During the British and French struggle for control of colonial North America, the Cherokee generally sided with the British, and during the American Revolution the tribe aided Great Britain. In 1785 they negotiated a peace treaty with the United States, but Cherokee resistance continued for a decade thereafter. In 1791 a new treaty reconfirmed the earlier one; part of Cherokee territory was ceded to the United States, and the permanent rights of the tribe to the remaining territory were established. Between 1790 and 1819, several thousand of the tribe migrated west of the Mississippi, becoming known as the Western Band.
In 1820 the tribe established a governmental system modeled on that of the United States, with an elected principal chief, a senate, and a house of representatives. Because of this system, the Cherokee were included as one of the so-called Five Civilized tribes. In 1827 they drafted a constitution and incorporated as the Cherokee Nation.
Meanwhile, valuable gold deposits were discovered in tribal lands, which by previous cessions had been reduced to about 2,830,000 hectares (about 7 million acres) in northwest Georgia, eastern Tennessee, and southwest North Carolina. In 1819 Georgia appealed to the US government to remove the Cherokee from Georgia lands. When the appeal failed, attempts were made to purchase the territory. In retaliation the Cherokee Nation enacted a law forbidding such a sale on punishment of death. In 1828 the Georgia legislature outlawed the Cherokee government and confiscated tribal lands. President Andrew Jackson rejected Cherokee appeals for federal protection. In 1832 the Supreme Court of the United States ruled that the Georgia legislation was unconstitutional, but federal authorities, following Jackson's policy of Native American removal, ignored the decision.
About 500 leading Cherokee agreed in 1835 to cede their tribal territory in exchange for $5,700,000 and land in Native American Indian Territory (now Oklahoma). Their action was repudiated by more than nine-tenths of the tribe, and several members of the group were later assassinated.
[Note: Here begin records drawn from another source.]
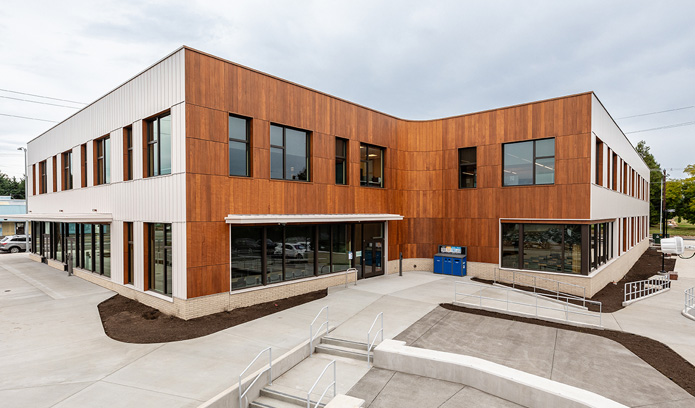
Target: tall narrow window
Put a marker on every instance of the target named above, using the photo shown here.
(83, 165)
(371, 166)
(103, 161)
(160, 258)
(467, 167)
(340, 161)
(239, 146)
(528, 163)
(289, 153)
(158, 146)
(127, 153)
(43, 178)
(66, 180)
In 1838 federal troops began forcibly evicting the Cherokee. Approximately one thousand escaped to the North Carolina mountains, purchased land, and incorporated in that state; they were the ancestors of the present day Eastern Band.
Meanwhile, most of the tribe, including the Western Band, were driven west about 1,285 km (about 800 mi.) in a forced march, known as the Trail of Tears. About 4,000 perished through hunger, disease, and exposure while on the journey or in stockades awaiting removal. In Native American Indian Territory the Cherokee reorganized their government under their chief, John Ross.
During the American Civil War, after great internal conflict, the tribe sided with the Confederacy; a postwar treaty with the United States freed the black slaves of tribal members. Under the General Allotment Act of 1887, uncompromisingly resisted by the Cherokee, plots of tribal land were forcibly allotted to individual members. The government of the Cherokee Nation was dissolved, and its people became US citizens when Oklahoma achieved statehood in 1907. Surplus lands were parceled out by the federal government, and in 1891 the tribe's western land extension, the Cherokee Strip or Cherokee Outlet, was sold to the United States; in 1893 it was opened, mostly to white settlers, in a famous land run.
Who were the Cherokee
Early print of Cherokee man wearing turban.
What was traditional
Cherokee dress, and did they wear headdresses?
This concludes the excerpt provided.